On soupçonne qu'il connaissait déjà la réponse en lançant cette phrase au journaliste du Droit.

«J'ai été entraîneur-chef qu'une seule fois en carrière. C'était à mes débuts en 1990 dans un collège indépendant au Kansas, a soutenu Nelson, un ancien secondeur chez les Stampeders de Calgary.

«Je n'aspire nullement à diriger une équipe professionnelle. Peut-être qu'un jour je deviendrai entraîneur-chef d'une école secondaire, a-t-il ajouté en riant. Tu fais tout sauf coacher quand tu occupes un tel poste. Ça ne m'intéresse pas. J'aime enseigner aux jeunes. C'est la seule chose que je connais.»

Nelson, qui a travaillé auparavant notamment à Edmonton, Winnipeg, Toronto et Montréal, dit se plaire dans son rôle de coordonnateur défensif. Surtout, il adore travailler sous les ordres de Rick Campbell.
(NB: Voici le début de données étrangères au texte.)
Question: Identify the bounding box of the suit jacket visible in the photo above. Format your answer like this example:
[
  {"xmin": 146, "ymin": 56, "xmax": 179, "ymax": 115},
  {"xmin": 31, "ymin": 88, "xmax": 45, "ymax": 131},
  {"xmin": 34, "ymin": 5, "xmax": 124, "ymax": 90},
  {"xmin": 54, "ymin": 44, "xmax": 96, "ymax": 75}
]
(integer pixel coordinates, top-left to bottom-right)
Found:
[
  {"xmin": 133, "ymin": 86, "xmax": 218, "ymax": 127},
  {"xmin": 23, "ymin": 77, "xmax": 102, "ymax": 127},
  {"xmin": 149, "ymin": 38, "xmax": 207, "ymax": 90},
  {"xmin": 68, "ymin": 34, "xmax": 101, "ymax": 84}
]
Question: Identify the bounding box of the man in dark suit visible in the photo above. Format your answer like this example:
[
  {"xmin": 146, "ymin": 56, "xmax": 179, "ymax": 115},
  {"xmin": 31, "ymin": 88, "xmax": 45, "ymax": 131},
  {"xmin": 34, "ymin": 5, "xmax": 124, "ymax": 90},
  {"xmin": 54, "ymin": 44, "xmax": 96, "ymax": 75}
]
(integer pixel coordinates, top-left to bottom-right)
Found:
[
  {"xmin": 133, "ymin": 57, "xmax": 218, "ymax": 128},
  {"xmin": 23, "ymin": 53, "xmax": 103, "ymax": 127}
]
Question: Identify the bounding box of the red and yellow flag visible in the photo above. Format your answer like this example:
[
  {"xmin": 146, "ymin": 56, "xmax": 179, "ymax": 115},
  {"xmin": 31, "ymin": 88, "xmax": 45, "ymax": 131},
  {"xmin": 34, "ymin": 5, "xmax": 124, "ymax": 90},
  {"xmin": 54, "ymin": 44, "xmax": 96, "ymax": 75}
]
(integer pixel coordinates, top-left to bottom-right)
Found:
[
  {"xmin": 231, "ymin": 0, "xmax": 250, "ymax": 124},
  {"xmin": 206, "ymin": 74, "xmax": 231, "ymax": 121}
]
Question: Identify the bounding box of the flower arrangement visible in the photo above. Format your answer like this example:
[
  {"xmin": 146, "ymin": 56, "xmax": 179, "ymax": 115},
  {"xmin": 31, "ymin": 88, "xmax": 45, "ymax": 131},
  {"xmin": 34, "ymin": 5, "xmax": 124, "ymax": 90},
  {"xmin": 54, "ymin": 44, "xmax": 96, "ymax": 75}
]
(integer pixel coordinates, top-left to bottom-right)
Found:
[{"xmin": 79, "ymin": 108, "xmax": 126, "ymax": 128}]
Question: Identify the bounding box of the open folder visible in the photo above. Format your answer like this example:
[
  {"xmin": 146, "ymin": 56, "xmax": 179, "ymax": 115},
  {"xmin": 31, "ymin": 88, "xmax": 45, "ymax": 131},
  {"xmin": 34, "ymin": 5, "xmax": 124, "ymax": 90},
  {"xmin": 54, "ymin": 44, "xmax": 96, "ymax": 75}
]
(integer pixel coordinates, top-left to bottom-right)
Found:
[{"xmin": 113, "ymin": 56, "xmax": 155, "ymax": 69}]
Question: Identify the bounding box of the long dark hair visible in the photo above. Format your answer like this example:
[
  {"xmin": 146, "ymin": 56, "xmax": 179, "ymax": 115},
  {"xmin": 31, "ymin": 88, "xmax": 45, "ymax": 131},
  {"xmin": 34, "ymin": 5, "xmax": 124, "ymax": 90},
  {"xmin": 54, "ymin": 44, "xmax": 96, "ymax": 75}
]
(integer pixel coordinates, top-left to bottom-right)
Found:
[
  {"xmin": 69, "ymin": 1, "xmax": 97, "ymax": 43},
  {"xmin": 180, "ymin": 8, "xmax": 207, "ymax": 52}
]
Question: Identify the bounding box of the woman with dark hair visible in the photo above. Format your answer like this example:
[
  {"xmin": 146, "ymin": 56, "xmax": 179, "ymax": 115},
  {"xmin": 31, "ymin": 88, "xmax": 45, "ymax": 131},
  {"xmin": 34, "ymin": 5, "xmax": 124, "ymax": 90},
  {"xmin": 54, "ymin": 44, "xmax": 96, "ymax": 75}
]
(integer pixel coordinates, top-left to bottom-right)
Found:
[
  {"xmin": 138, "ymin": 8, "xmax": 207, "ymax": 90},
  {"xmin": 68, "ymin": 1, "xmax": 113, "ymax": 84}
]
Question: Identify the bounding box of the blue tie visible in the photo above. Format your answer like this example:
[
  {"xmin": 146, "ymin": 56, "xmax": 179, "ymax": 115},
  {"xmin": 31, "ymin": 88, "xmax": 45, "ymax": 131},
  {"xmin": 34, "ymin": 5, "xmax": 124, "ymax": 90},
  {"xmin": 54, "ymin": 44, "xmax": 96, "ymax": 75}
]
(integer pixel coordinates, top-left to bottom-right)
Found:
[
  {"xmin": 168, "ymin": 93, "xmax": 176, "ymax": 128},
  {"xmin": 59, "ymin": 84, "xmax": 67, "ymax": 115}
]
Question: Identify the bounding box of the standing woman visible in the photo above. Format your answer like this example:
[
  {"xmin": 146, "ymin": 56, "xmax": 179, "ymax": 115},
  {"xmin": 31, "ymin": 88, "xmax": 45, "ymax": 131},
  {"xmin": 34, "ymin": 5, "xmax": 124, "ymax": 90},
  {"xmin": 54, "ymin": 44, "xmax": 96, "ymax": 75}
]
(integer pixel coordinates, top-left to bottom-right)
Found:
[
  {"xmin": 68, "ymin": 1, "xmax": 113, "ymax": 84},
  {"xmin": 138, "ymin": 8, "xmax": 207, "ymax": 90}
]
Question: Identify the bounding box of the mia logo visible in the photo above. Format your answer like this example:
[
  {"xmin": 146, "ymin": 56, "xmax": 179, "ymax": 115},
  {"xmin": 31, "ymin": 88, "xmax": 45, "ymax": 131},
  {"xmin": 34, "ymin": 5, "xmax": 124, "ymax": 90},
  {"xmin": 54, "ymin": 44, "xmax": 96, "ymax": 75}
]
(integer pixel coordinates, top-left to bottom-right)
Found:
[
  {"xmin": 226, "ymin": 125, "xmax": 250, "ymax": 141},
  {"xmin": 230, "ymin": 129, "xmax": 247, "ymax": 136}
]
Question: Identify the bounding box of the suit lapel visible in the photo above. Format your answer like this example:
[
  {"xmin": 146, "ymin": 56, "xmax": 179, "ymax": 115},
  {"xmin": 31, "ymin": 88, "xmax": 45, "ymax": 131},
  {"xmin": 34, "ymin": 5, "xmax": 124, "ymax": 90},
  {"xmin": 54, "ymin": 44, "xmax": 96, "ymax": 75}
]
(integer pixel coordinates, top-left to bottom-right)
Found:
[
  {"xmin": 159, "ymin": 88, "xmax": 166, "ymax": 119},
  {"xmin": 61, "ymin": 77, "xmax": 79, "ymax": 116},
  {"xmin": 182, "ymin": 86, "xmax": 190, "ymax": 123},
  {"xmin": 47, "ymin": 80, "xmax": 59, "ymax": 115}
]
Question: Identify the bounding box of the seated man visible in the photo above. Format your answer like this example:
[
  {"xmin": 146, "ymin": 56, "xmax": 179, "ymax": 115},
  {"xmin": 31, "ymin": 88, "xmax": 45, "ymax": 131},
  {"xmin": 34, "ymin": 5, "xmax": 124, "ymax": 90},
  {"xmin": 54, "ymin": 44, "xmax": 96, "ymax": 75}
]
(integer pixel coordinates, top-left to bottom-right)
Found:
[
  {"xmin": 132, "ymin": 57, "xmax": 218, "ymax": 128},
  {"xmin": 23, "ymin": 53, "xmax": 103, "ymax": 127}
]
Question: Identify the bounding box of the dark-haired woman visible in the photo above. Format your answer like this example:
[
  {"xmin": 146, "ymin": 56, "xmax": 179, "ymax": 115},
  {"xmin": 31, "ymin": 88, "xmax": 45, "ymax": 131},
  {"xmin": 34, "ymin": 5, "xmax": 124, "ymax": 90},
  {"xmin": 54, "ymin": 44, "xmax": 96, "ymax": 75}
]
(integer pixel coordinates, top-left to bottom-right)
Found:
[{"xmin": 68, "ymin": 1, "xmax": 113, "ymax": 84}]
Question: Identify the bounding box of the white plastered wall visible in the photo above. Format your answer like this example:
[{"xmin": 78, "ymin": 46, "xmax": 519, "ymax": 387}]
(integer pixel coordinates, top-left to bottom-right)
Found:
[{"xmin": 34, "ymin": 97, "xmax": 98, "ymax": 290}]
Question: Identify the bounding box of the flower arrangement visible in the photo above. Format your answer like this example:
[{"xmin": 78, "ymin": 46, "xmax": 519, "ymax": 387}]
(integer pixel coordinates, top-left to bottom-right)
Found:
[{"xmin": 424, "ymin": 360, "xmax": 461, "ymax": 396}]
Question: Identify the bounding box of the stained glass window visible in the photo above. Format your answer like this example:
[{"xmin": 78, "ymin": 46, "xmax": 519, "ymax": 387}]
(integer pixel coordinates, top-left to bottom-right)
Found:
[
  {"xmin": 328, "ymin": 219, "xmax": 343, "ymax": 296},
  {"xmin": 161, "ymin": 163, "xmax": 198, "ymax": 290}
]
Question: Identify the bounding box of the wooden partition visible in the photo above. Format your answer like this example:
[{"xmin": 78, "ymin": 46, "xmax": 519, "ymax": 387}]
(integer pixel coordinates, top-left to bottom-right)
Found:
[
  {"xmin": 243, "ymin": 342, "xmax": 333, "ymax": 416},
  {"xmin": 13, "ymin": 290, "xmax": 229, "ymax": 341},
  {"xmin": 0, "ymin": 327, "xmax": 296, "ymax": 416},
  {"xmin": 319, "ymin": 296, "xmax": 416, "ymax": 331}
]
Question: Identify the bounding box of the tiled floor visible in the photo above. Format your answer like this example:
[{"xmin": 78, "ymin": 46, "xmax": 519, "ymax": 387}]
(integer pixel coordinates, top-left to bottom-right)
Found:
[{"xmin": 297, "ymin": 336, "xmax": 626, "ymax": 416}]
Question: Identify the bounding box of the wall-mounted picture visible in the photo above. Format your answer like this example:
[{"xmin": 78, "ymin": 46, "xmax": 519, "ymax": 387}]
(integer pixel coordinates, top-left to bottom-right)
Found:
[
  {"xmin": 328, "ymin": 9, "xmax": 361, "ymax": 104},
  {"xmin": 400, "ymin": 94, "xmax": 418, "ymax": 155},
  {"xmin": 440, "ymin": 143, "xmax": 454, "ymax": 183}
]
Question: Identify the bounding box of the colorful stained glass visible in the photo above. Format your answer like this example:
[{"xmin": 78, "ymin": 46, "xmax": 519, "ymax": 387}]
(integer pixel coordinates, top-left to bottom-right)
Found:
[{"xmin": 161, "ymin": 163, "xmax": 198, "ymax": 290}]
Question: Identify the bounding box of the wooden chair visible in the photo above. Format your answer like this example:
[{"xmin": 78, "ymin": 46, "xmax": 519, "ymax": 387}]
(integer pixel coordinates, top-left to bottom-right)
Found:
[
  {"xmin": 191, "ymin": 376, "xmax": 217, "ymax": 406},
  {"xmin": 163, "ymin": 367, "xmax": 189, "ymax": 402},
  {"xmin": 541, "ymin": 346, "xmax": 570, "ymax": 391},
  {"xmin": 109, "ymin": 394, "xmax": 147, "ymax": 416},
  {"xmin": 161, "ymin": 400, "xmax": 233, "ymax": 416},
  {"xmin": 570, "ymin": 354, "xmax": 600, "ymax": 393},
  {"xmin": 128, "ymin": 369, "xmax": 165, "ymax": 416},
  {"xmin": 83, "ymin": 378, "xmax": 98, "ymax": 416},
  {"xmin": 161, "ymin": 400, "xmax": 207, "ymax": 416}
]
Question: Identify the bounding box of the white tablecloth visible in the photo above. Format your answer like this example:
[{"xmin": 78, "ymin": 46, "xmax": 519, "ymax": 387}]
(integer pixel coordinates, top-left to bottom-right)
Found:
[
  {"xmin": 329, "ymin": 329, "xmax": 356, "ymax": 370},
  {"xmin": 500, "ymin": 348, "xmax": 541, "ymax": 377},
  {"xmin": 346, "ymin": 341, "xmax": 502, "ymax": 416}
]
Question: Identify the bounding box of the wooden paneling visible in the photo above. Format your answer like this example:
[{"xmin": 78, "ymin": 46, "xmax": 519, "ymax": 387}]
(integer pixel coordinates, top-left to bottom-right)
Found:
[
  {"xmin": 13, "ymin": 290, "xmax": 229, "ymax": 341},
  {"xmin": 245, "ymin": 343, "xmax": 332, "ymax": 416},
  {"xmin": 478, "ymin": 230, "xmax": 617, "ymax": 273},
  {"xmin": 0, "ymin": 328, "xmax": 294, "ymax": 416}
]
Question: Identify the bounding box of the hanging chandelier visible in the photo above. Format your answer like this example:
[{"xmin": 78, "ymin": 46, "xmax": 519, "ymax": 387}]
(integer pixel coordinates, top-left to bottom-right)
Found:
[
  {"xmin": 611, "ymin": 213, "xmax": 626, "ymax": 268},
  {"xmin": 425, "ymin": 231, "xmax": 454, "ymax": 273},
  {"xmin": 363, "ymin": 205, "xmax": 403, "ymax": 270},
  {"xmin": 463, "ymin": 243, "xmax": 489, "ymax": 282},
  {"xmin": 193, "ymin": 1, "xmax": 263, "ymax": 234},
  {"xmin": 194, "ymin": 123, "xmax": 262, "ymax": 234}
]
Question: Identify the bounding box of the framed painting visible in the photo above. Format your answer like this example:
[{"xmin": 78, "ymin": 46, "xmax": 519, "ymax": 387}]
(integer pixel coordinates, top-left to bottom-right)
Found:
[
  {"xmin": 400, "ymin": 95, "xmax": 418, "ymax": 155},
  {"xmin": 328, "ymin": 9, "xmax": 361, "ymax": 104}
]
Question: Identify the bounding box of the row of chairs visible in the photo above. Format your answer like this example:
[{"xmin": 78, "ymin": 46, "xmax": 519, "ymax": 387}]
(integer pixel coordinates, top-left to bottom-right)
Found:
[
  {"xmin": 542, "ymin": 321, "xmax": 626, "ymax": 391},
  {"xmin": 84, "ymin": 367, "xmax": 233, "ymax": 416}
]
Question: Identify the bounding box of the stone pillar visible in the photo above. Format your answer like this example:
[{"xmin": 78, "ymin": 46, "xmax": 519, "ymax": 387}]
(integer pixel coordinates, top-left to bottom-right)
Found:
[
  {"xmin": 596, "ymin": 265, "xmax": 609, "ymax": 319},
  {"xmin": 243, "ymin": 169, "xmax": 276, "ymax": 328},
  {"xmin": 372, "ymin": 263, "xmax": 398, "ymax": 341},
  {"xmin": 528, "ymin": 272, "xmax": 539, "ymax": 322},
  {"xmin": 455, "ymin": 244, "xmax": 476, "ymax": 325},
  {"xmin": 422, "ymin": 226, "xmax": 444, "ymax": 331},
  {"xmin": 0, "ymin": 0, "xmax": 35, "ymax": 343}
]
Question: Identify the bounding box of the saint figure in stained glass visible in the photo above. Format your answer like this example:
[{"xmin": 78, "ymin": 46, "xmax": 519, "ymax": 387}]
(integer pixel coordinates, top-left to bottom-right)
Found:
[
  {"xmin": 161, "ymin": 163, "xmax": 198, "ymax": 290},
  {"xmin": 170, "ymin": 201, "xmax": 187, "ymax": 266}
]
«Son père Hugh a été mon premier patron quand j'étais un entraîneur recrue des unités spéciales chez les Eskimos dans les années 1990. Les deux hommes sont pareils. Il gère tellement bien leur équipe. Si notre défensive excelle, c'est en bonne partie grâce à lui et les autres entraîneurs tels que Leroy Blugh et Ike Charlton.»

Des pas de danse à l'entraînement

Les haut-parleurs de la Place TD crachent de la musique à plein volume depuis deux jours. La raison? Le Rouge et Noir veut se préparer à affronter la foule parfois bruyante de Winnipeg, samedi après-midi.

«Ça va surtout aider notre attaque. Elle pourra continuer à communiquer malgré le bruit», a noté Rick Campbell.

Les joueurs semblent aimer l'initiative de l'entraîneur-chef. Une préparation similaire avait été adoptée le mois dernier en vue d'un match à Régina.

Une partie que le Rouge et Noir avait gagnée 30-27 contre les Roughriders.

Mercredi, on a vu quelques joueurs en défensive danser ici et là sur le terrain. Campbell l'a aussi remarqué. Il a trouvé la scène un peu moins drôle.

«Cette musique ne sert pas à pratiquer nos pas de danse, a-t-il dit durant sa mêlée de presse quotidienne. Elle sert à s'assurer que nos joueurs ne se laisseront pas distraire durant notre prochaine partie.»